By the mid 80's WRVO had expanded its coverage area with transmitters in Watertown and Utica and Krauss became WRVO’s Assistant Station Manager, focusing on business operations and development activities.  A decade later, Bill Shigley, WRVO’s first General Manager retired and Krauss was appointed to his current position.

Krauss has been active nationally with professional peer groups relating to public broadcasting development and management. He served on the board of Eastern Regional Public Media, an association of public radio stations throughout the eastern portion of the US stretching from the deep south to down east in New England.

During his tenure, WRVO’s audience doubled and that growth led to increased listener and business financial contributions. WRVO became a 50,000 watt HD station and began WRVO Extra, a second news service. Combined with continued strong College support and federal funds through the Corporation for Public Broadcasting, WRVO became a very significant player in the Central New York media market.

Consistently ranking in the top 8 radio stations in Syracuse, WRVO became the premiere NPR News station for the region. Now 17 strong, the WRVO staff continues to deliver a quality radio service under Krauss’ leadership. Nationally, WRVO places in the top 15 NPR most listened to stations, based on percentage of population.

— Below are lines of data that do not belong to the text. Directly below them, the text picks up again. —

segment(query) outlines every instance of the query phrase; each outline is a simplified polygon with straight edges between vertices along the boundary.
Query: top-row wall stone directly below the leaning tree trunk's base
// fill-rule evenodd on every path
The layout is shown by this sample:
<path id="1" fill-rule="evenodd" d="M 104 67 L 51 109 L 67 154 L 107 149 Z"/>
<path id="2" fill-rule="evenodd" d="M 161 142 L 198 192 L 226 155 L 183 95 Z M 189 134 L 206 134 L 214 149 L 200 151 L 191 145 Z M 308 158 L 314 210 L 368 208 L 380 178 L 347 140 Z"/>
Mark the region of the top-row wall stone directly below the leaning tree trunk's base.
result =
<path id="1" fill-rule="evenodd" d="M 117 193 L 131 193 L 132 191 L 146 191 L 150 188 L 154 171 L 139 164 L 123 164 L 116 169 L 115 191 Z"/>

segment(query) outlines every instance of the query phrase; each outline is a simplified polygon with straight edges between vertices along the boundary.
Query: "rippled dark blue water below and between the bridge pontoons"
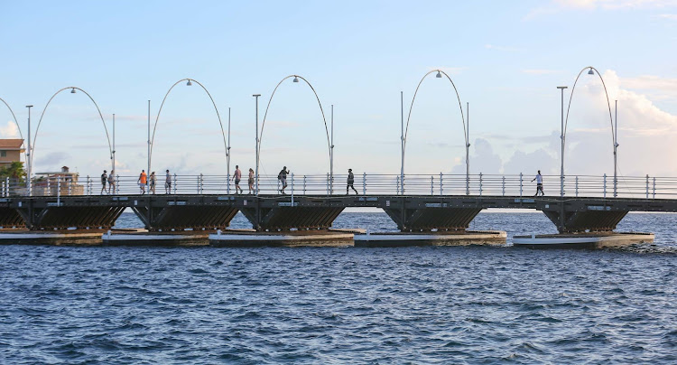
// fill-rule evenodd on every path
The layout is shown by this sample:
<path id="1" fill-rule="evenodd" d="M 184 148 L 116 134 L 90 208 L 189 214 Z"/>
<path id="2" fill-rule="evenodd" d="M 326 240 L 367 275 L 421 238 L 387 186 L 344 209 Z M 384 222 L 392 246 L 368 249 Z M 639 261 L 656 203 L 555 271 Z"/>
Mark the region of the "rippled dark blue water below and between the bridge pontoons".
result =
<path id="1" fill-rule="evenodd" d="M 630 214 L 654 246 L 601 251 L 0 246 L 0 363 L 675 363 L 676 218 Z"/>

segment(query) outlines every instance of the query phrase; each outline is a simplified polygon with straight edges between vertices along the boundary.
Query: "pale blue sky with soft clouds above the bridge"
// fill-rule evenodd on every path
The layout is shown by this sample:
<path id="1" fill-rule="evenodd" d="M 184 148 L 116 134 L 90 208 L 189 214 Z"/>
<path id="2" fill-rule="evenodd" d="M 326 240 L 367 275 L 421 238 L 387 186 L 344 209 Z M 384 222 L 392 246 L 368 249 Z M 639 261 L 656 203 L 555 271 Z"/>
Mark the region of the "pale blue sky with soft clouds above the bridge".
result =
<path id="1" fill-rule="evenodd" d="M 617 100 L 620 175 L 677 176 L 676 43 L 677 0 L 3 0 L 0 98 L 24 137 L 34 106 L 33 172 L 110 170 L 115 113 L 116 171 L 137 175 L 148 100 L 153 171 L 226 174 L 228 119 L 231 170 L 246 171 L 261 94 L 262 174 L 328 173 L 332 105 L 337 174 L 399 173 L 410 107 L 405 173 L 465 173 L 469 108 L 470 173 L 559 174 L 556 87 L 568 86 L 567 174 L 613 173 Z M 587 71 L 571 97 L 588 66 L 608 105 Z M 434 72 L 422 80 L 436 69 L 453 85 Z M 294 74 L 312 89 L 283 80 Z M 195 82 L 172 88 L 186 78 L 209 94 Z M 52 98 L 68 87 L 79 89 Z M 0 103 L 0 136 L 18 135 Z"/>

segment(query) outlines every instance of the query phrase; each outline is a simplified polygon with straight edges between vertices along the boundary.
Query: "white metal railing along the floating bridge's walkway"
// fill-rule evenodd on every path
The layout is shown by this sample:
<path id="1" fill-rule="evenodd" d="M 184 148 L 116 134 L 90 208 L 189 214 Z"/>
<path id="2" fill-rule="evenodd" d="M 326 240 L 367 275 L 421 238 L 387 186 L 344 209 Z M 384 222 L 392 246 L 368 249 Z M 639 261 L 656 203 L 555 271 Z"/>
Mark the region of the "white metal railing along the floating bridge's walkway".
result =
<path id="1" fill-rule="evenodd" d="M 247 177 L 239 182 L 242 193 L 249 193 Z M 325 174 L 290 173 L 286 178 L 285 194 L 295 195 L 483 195 L 530 197 L 536 193 L 534 176 L 519 174 L 399 174 L 356 173 L 352 188 L 348 175 L 336 174 L 333 179 Z M 70 195 L 136 195 L 154 194 L 235 194 L 236 184 L 231 175 L 172 174 L 169 181 L 158 175 L 146 184 L 138 176 L 116 175 L 114 183 L 105 189 L 100 178 L 90 176 L 32 181 L 32 196 Z M 165 183 L 169 182 L 169 183 Z M 277 175 L 261 175 L 259 194 L 282 194 L 283 182 Z M 543 192 L 546 196 L 561 195 L 559 175 L 543 175 Z M 252 194 L 256 193 L 253 183 Z M 0 180 L 0 196 L 29 195 L 24 181 L 5 178 Z M 677 178 L 658 176 L 567 175 L 564 177 L 563 195 L 566 197 L 677 199 Z"/>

Krauss has reported on many of the events that shaped our world. Man on the Moon, Viet Nam and Middle Eastern Wars, national, state and local politics, environmental issues, the end of the Berlin Wall have all happened within the past 41 years.

Looking back Krauss said, “It has been a great time to be involved in radio. I’ve had a chance to work with wonderful people who shared the vision that WRVO could be all that it is today. Most of today’s WRVO staff are younger than the station, so it’s time to pass the torch and let them make WRVO even better. I’ll miss the regular interaction with our audience but I’m looking forward to the encore portion of my life with more challenges on the horizon.”

WRVO will celebrate Krauss’ 41 years at a special event in June with NPR’s Carl Kassel, who recently retired from his morning news gig. Krauss will also join Mark Lavonier for a look back at the 40 years of Old Time Radio on the WRVO Playhouse in late April.

WRVO is a multi-station service of SUNY-Oswego. Serving Syracuse, Utica, and Watertown and most of Central and Northern New York with a full-time news service and NPR programming.